ÇİN-TAYVAN ANLAŞMAZLIĞI
Çin'de İkinci Dünya Savaşı'nın ardından çıkan iç savaşta Mao Zedong liderliğindeki Çin Komünist Partisinin (ÇKP) 1949'da iktidarı ele geçirmesi ve Çin Halk Cumhuriyeti'nin kuruluşunu ilan etmesi üzerine Çan Kayşek liderliğindeki Çin Milliyetçi Partisi (Kuomintag) üyeleri, Tayvan'a yerleşip 1912'de kurulan "Çin Cumhuriyeti" iktidarının Ada'da devam ettiğini ileri sürerek bağımsızlık ilan etmişti.
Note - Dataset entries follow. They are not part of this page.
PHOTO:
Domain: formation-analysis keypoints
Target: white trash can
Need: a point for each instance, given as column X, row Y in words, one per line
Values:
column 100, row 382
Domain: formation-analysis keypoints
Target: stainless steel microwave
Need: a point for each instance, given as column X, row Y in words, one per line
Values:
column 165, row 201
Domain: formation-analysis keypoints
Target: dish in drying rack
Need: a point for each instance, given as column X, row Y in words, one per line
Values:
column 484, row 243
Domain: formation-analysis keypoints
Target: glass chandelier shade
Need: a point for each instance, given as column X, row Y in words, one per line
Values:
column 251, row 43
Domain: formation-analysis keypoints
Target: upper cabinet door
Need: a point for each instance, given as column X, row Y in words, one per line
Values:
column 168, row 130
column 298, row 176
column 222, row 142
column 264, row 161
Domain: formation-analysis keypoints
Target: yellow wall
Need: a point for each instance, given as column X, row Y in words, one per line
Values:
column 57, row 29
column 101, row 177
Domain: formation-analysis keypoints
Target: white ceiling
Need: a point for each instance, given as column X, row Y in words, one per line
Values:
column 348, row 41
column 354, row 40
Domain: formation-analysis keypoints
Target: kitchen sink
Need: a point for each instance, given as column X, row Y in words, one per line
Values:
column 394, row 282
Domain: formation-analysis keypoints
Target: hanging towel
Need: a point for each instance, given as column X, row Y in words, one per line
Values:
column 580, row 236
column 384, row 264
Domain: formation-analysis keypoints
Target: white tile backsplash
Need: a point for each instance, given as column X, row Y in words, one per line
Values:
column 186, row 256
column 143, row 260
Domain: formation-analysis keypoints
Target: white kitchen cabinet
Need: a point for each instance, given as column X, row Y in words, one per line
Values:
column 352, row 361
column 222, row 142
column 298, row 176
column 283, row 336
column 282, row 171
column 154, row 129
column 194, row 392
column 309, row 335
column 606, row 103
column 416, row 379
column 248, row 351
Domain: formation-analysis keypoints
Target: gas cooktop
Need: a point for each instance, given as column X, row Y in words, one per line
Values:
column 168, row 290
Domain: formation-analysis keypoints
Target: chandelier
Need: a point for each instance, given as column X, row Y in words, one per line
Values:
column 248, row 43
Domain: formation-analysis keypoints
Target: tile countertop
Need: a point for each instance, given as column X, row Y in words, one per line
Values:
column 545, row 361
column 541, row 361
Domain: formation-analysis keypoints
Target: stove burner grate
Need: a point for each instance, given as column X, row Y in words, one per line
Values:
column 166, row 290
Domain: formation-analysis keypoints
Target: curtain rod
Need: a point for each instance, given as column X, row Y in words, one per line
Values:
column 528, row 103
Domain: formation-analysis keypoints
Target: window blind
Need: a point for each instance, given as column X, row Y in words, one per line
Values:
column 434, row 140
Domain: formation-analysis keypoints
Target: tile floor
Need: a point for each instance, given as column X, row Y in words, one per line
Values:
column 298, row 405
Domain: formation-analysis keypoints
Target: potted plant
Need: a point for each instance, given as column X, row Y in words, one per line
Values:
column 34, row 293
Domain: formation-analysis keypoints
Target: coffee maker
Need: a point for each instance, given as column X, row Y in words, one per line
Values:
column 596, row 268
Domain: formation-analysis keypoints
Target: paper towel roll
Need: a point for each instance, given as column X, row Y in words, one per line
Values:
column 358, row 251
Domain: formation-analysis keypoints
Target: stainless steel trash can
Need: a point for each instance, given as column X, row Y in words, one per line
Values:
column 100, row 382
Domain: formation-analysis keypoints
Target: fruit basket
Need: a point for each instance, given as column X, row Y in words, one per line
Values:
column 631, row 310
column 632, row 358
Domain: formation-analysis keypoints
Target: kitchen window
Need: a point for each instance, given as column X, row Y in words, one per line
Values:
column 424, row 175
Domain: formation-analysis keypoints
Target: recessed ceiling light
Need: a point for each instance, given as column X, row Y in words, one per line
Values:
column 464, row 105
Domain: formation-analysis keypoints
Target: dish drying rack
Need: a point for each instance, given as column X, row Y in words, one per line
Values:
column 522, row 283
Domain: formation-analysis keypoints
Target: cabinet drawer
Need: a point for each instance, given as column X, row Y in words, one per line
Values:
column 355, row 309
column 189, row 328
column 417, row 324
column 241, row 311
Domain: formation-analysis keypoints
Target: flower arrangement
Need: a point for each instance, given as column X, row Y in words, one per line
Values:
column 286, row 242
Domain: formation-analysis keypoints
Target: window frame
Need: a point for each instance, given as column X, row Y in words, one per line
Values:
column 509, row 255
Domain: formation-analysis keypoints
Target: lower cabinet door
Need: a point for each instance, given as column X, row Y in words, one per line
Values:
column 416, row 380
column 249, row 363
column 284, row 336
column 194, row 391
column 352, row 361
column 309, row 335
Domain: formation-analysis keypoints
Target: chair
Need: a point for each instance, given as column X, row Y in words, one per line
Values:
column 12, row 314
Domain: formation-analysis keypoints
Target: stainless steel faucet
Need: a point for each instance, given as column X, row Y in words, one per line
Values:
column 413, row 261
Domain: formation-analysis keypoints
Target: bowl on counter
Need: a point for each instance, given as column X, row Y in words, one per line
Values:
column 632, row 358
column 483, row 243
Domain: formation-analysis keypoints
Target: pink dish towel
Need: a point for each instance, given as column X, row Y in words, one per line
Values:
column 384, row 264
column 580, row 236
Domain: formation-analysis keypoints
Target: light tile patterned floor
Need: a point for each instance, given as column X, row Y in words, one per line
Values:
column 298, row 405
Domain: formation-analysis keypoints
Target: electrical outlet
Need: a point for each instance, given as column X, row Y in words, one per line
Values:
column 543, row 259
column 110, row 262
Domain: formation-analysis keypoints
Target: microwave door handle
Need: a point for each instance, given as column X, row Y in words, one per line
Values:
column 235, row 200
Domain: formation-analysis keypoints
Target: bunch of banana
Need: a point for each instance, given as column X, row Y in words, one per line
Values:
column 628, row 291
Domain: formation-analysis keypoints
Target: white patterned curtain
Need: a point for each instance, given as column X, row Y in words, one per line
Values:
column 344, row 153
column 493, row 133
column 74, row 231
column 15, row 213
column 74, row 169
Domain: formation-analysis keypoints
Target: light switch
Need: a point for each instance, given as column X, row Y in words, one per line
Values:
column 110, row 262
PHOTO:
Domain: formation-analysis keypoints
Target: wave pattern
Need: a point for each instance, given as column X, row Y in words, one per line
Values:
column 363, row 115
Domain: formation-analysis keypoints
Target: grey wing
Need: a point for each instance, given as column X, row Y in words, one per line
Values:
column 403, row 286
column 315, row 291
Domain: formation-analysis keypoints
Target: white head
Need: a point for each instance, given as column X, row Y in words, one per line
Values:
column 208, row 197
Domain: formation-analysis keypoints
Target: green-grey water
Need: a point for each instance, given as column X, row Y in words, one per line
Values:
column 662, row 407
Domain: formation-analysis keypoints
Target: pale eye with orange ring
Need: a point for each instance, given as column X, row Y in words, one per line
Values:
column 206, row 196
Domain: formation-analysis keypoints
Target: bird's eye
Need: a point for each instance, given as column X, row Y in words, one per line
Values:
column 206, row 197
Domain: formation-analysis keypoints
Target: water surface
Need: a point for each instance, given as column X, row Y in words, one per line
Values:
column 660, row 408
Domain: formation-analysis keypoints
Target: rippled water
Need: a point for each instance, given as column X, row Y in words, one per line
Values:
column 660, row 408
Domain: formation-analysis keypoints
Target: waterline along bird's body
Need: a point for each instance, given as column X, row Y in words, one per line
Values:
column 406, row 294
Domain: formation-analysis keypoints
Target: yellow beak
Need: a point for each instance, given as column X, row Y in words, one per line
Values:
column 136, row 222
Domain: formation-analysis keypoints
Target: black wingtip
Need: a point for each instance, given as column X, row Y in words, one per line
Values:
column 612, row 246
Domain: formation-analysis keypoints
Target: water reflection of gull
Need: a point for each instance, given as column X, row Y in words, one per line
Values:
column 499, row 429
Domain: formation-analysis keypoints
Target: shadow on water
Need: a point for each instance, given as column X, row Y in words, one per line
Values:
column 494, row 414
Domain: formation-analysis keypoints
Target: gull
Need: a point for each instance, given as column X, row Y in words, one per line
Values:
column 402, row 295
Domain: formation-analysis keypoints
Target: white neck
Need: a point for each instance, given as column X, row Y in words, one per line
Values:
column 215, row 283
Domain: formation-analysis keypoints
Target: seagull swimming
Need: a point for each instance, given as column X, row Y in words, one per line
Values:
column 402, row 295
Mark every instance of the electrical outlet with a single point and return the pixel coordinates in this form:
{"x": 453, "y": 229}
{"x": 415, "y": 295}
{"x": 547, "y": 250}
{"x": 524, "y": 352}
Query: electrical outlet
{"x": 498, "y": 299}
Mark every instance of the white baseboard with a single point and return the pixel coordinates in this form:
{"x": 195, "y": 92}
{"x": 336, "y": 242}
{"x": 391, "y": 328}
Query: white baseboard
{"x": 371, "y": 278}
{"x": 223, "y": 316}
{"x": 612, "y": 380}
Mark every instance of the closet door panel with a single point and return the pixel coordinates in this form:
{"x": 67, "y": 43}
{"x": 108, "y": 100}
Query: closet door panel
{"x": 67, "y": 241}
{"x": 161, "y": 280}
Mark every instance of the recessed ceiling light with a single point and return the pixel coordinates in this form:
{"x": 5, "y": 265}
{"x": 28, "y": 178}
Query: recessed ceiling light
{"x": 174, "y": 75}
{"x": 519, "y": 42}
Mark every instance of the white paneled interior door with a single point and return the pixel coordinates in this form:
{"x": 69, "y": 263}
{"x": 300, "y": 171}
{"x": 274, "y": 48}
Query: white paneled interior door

Bu girişim Çin tarafından kabul edilmese de Tayvan temsilcileri, 1971'e kadar Birleşmiş Milletler (BM) Genel Kurulu'nda Çin'i temsil etmişti. 1950'ler ve 1960'larda çok sayıda ülkenin diplomatik ilişki tercihini Çin Cumhuriyeti'nden Çin Halk Cumhuriyeti'ne çevirmesinin ardından 1971'de BM Genel Kurulunda yapılan oylamada Pekin hükümetinin Çin'in tek meşru temsilcisi kabul edilmesiyle Tayvan'ın uluslararası örgütlerdeki konumu belirsiz hale gelmişti.
Pekin yönetimi, "Tek Çin" ilkesini benimseyerek Çin'i uluslararası toplumda sadece kendilerinin temsil ettiğini savunuyor ve Tayvan'ın dünya ülkeleriyle müstakil diplomatik ilişkiler kurmasına, BM'de ve diğer uluslararası kuruluşlarda temsil edilmesine karşı çıkıyor.